What is RNA sequencing?

RNA sequencing is a technique used to identify the sequence of the bases that make up a molecule of RNA.

  • RNA sequencing lets us discover more about which genes are expressed (turned on) or suppressed (switched off) at different times in different types of cells.
  • Most cells in an organism contain exactly the same genome, but there is a huge amount of variation in how different cell types look and function.
  • Different combinations of genes are switched on or off in different cell types, resulting in the variety of structures and functions that we observe. We investigate these differences between cells in the same organism using RNA sequencing.
  • We can work out which genes are switched on, and how fully they are switched on, using a technique called RNA sequencing (RNA-seq), which identifies the sequence of the bases that make up a molecule of RNA.
  • RNA sequencing helps us understand which genes are causing interesting differences between different cells or tissues.
    • For example, red blood cells are produced in the bone marrow, and so we find haemoglobin RNA in bone marrow cells. Conversely, skin cells would not need to produce haemoglobin, so we don’t find haemoglobin RNA in skin cells.

Graph showing high amounts of haemoglobin subunit beta RNA in bone marrow cells but none in skin cells.
Image credit: Genome Research Limited

  • RNA Sequencing can also help identify differences between healthy cells versus those which do not function properly because they are affected by disease.
    • For example, healthy bone marrow cells express high amounts of haemoglobin RNA. However, bone marrow cells with beta thalassemia mutations - which causes less haemoglobin to be made - express much less haemoglobin RNA.

Graph showing high amounts of haemoglobin subunit beta RNA in healthy bone marrow cells, whereas a reduced amount of this RNA is found in bone marrow cells with beta thalassemia mutations.
Image credit: Genome Research Limited

How does RNA sequencing work?

  • The first step of RNA sequencing is to extract all of the RNA molecules from the cells being studied. Extracting the RNA is a tricky, multi-step process – perhaps surprisingly, single-stranded RNA is more easily damaged and destroyed than relatively tough double-stranded DNA!
  • RNA-sequencing starts with RNA being used to make a copy of DNA, in a process inspired by transcription.
  • This type of DNA is called complementary DNA (cDNA) and it is made using an enzyme called reverse transcriptase – named because it is the opposite of transcription!
  • Once the cDNA is made it can be read, or sequenced, in the same way that all DNA sequencing is done
  • Next-generation sequencing (NGS) methods enable us to sequence DNA on a large scale and at much lower costs than older methods such as microarrays.
  • By sequencing each cDNA molecule, we can work out what RNA was present originally. This tells us both which genes are being transcribed (switched on), and how much they are switched on.

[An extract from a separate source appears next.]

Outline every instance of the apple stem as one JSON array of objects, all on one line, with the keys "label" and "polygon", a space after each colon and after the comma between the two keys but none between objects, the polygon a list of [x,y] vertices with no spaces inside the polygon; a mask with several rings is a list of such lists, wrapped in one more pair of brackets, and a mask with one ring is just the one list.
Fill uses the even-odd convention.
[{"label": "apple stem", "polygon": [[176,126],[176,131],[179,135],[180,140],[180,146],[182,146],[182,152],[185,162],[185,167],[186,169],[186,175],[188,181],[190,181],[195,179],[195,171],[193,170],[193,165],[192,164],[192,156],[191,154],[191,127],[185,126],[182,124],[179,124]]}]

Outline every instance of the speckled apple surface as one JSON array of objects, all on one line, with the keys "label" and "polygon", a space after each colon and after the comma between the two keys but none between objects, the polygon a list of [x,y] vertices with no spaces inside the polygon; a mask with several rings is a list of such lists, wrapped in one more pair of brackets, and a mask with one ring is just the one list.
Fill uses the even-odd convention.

What can we learn from RNA sequencing?

  • Gene functions:
    • We don’t know the function of many genes. Looking at when and where a gene is switched on or off can help us understand what it might be doing.
  • Genes associated with diseases:
    • By comparing gene expression patterns between healthy and diseased tissues we can look for which genes are behaving differently.
    • These genes might be involved in the cause of the disease - that’s where further investigation can be helpful, opening the way to techniques such as gene editing.
  • Splicing:
    • Before mRNA is used as instructions to make a protein, it can be cut into smaller sections and re-arranged in a process called splicing.
    • RNA sequencing allows us to look at this in more detail and study the different ways in which mRNA can be re-arranged.